Federal farm programs are ripe for reform, especially those that lock in record high prices and guarantee farmers’ expected income. As Congress debates a new 5-year Farm Bill, now is prime time to find budget savings in two highly subsidized programs that could easily cost taxpayers $120 billion over the next decade. Together, revenue insurance policies and Average Crop Revenue Election (ACRE), a revenue management program introduced in the 2008 Farm Bill, allow farm businesses to lock in up to 90 percent of their expected income. While businesses in other sectors pay the full cost of their insurance protection, agricultural producers receive ACRE benefits for free and only pay about forty cents on the dollar for federal crop insurance premiums. While certain corn, wheat, soybean, and cotton farmers come out as winners, taxpayers lose.

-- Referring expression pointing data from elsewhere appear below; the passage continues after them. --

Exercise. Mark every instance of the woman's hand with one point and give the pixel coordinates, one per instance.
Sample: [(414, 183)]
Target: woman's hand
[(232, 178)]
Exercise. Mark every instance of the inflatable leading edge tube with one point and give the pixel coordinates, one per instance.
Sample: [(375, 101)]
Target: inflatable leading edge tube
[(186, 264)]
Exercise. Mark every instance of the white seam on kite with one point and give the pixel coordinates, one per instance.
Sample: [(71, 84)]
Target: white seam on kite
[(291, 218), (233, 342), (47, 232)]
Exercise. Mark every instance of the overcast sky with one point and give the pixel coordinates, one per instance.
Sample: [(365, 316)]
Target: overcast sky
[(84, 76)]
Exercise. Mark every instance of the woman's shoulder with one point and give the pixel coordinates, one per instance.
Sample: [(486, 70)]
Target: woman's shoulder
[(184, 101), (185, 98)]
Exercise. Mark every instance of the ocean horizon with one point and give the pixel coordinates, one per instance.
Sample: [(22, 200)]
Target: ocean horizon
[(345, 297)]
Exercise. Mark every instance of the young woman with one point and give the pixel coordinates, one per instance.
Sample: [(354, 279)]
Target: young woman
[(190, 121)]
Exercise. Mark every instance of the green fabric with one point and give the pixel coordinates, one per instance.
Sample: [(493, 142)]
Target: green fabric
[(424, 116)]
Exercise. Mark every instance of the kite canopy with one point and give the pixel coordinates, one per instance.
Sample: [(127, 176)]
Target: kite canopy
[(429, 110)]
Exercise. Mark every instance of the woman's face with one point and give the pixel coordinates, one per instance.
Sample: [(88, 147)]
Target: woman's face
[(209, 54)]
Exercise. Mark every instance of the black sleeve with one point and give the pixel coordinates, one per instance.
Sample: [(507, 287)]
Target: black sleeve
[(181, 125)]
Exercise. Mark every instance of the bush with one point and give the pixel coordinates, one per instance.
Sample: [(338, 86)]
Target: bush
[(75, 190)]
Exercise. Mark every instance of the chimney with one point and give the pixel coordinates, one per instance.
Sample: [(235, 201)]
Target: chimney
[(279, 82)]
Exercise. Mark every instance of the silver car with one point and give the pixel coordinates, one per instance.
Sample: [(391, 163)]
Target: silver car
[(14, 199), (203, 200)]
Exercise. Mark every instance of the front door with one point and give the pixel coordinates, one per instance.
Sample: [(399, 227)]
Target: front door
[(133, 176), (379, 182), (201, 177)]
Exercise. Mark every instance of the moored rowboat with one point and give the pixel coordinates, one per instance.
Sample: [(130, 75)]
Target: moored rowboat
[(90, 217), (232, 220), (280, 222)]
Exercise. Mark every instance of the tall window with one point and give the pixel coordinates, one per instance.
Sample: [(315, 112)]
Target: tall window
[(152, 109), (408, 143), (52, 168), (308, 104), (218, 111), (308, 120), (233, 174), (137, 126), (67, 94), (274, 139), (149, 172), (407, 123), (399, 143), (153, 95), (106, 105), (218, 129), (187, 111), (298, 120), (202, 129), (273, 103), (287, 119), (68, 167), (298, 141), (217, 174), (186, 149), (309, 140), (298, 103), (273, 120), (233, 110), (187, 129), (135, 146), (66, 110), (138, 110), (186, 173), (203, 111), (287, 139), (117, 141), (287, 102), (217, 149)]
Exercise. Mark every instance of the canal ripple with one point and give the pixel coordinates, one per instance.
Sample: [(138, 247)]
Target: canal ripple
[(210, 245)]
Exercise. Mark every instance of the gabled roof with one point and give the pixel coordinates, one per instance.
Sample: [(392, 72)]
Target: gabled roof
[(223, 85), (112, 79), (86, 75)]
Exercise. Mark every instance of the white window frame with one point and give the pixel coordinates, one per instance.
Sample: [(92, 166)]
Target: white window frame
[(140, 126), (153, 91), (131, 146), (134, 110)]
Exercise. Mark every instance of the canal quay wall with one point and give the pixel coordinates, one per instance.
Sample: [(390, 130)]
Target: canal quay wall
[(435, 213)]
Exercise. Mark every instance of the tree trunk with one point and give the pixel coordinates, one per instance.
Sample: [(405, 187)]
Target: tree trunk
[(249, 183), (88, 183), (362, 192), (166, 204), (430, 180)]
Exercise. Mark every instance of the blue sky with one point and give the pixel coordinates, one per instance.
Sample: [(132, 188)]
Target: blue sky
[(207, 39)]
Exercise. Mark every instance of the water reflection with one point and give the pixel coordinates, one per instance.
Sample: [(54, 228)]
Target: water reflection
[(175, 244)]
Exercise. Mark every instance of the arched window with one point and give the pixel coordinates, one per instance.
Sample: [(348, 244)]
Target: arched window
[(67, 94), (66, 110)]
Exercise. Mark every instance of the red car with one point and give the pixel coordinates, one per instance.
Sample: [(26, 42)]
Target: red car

Instead of reforming these budget-busting farm revenue programs, agriculture interests have proposed increasing the federal role in farm business decisions through new “shallow loss” programs that compensate farm businesses for losses not covered by existing federal crop insurance. The Senate Farm Bill replaced the failed ACRE program with a similar—in title and substance—entitlement called Agriculture Risk Coverage (ARC), while the House Agriculture Committee crafted a program called “Revenue Loss Coverage.” In addition, both bills would create two additional shallow loss programs called the Supplemental Coverage Option (SCO) and Stacked Income Protection Plan (STAX); STAX is designed specifically for and available only to producers of upland cotton. Like revenue insurance policies, the alphabet soup of federal shallow loss programs— ACRE, ARC, PLC, SCO, and STAX—are designed to pay out when expected revenue (price x yield) falls below a pre-calculated level. Revenue insurance policies currently lock in up to 85% of income while ACRE and new shallow loss programs generally cover a band from 75% to 90%.
Farmers can currently choose from more than 4,000 different combinations of private and public risk management options. Here, we will examine two of these – ACRE and revenue insurance policies. While ACRE is set to expire, similar programs are proposed to take its place so examining the relationship between revenue insurance and ACRE is important for discussions about the 2012 Farm Bill. In addition, because ACRE and revenue insurance shift risk from farm businesses to taxpayers, several unintended consequences occur including duplicative payments, crowding the private sector out of the crop insurance market, increased pressure on natural resources, and consolidation of subsidy payments in the hands of a few large farm businesses.